Dave shakes his head. “It doesn’t matter.”
My jaw drops. “How can you say that?” I hiss.
“Because,” Dave continues on quietly. “We can believe him all we want, but that means nothing unless we canproveKey’s side of the story is true. And we don’t even know what that is, because he’s not here to tell us! He ran away and left us to clean up his mess and I for one am fucking pissed.”
James shrugs and adds, “He shouldn’t have left, man. He’s fucked us over.”
I close my eyes and try to take a deep calming breath but I can’t help it. I’m pissed too. In fact, I’m fucking furious. I’ve never been madder at Key and more desperate to see him in the eight years I’ve known him. What the hell was he thinking?
“The judge said we have two weeks,” I say, looking at them again. “Two weeks to prove those papers are fakes. Two weeks for Key to come back and tell us what really happened. To make this right.”

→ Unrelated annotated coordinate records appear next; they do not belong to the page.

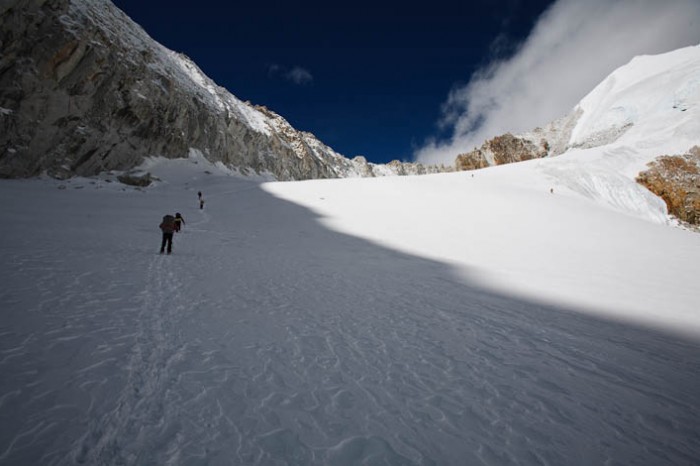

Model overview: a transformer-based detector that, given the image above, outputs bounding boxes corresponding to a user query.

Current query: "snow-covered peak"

[569,45,700,156]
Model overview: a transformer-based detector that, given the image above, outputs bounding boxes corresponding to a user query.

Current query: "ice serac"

[456,45,700,170]
[0,0,442,180]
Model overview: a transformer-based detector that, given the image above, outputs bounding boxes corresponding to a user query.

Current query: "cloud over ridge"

[414,0,700,163]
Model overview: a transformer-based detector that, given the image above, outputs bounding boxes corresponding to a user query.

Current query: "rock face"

[455,133,549,170]
[637,146,700,225]
[0,0,446,180]
[455,108,582,171]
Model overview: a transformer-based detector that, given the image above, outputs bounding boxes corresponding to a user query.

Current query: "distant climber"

[160,214,175,254]
[175,212,185,233]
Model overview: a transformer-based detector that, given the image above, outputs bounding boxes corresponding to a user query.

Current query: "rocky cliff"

[637,146,700,225]
[455,108,582,170]
[0,0,440,180]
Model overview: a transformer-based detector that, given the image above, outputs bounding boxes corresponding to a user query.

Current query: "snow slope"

[0,48,700,465]
[0,151,700,465]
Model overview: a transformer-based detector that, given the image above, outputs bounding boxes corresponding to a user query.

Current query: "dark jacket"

[160,215,175,233]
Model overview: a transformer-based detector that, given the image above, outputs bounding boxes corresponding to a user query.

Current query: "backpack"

[160,215,175,231]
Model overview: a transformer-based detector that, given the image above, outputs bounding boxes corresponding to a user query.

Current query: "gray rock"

[0,0,448,180]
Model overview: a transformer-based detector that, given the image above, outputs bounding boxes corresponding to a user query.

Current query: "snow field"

[0,159,700,465]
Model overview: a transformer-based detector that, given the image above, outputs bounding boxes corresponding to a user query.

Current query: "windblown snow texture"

[0,152,700,465]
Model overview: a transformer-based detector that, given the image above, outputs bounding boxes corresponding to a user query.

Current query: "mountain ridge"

[0,0,447,180]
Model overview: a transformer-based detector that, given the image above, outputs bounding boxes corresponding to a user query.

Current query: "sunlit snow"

[0,46,700,465]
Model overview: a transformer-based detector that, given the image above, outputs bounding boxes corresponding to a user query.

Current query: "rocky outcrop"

[0,0,446,180]
[455,108,583,171]
[455,133,549,170]
[637,146,700,225]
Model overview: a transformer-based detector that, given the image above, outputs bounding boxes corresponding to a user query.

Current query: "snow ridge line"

[72,256,186,465]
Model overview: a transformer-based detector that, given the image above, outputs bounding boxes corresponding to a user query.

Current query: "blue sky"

[114,0,700,163]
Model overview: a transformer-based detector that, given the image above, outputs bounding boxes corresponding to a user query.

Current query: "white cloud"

[415,0,700,163]
[267,63,314,85]
[285,66,314,84]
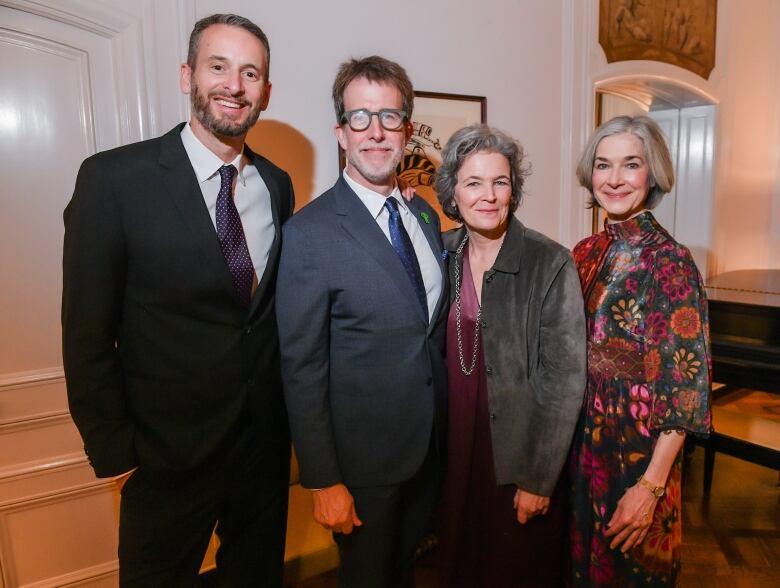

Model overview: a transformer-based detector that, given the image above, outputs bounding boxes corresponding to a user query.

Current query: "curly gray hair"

[435,124,531,223]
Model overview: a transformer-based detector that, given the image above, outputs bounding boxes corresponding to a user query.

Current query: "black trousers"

[119,428,290,588]
[333,449,441,588]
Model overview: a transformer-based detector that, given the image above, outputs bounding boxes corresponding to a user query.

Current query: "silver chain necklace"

[455,235,482,376]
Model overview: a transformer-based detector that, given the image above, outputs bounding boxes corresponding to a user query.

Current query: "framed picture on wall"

[339,92,487,230]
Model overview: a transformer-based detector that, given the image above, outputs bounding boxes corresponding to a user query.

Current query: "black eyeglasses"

[341,108,406,132]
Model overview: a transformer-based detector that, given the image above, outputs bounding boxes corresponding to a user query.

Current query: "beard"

[190,77,260,137]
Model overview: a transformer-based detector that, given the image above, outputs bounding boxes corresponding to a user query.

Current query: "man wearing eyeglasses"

[277,56,447,588]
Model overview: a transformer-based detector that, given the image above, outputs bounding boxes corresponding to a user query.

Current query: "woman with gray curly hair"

[569,116,711,588]
[436,125,585,587]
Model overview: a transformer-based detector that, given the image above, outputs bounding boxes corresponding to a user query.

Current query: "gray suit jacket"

[276,178,448,488]
[444,217,586,496]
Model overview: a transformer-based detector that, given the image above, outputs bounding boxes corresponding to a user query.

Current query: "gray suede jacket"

[443,216,586,496]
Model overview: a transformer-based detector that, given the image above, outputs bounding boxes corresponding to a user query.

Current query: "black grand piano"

[702,270,780,494]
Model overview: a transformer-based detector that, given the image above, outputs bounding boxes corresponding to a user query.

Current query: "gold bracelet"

[636,476,666,498]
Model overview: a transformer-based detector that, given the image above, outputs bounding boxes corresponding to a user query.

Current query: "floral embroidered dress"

[571,211,711,588]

There’s an echo of laughter, and the three of us turn to see Logan and his two lawyers exiting out of the conference room, massive grins plastered on their faces. My body tenses, my knuckles cracking as I ball them into fists.
“Joel, don’t,” James whispers as he steps in front of me. “It’s not worth it.”
His eyes meet mine, those dark brown eyes begging me to be sensible. How did the youngest of our group become the wisest?
“Yeah, man,” Dave says, joining James. “He’s got lawyers with him. You do anything, they’ll use it against us.”
But I don’t care, and all I want to do at this moment is finish the job I started at seventeen.
“All right, Thanger?” Logan says with a grin as he and the lawyers stride up to the elevator next to us. “Sorry it had to go this way. I was really hoping we could have handled this without the suits,” he says, gesturing to the high-priced lawyers at his side.
My jaw clenches, and it takes all of my willpower not to push Dave and James aside to smash his face into the wall.
“Oh, and no hard feelings about that mess at Samson. After all, you putting me in the infirmary is what got me out of there.”
His lips twitch up into the barest hint of a smirk, and I’m shaking with restrained violence.
“When you see Keith, tell him I say thanks.”
The elevator dings, then the doors open, and the group disappears from sight.
“You okay?” James asks.
“No,” I reply honestly.
“Yeah,” Dave admits. “I don’t think any of us are.”
* * *
“Here,Joel, I made you some coffee,” Izzy says, pushing the steaming cup into my hands.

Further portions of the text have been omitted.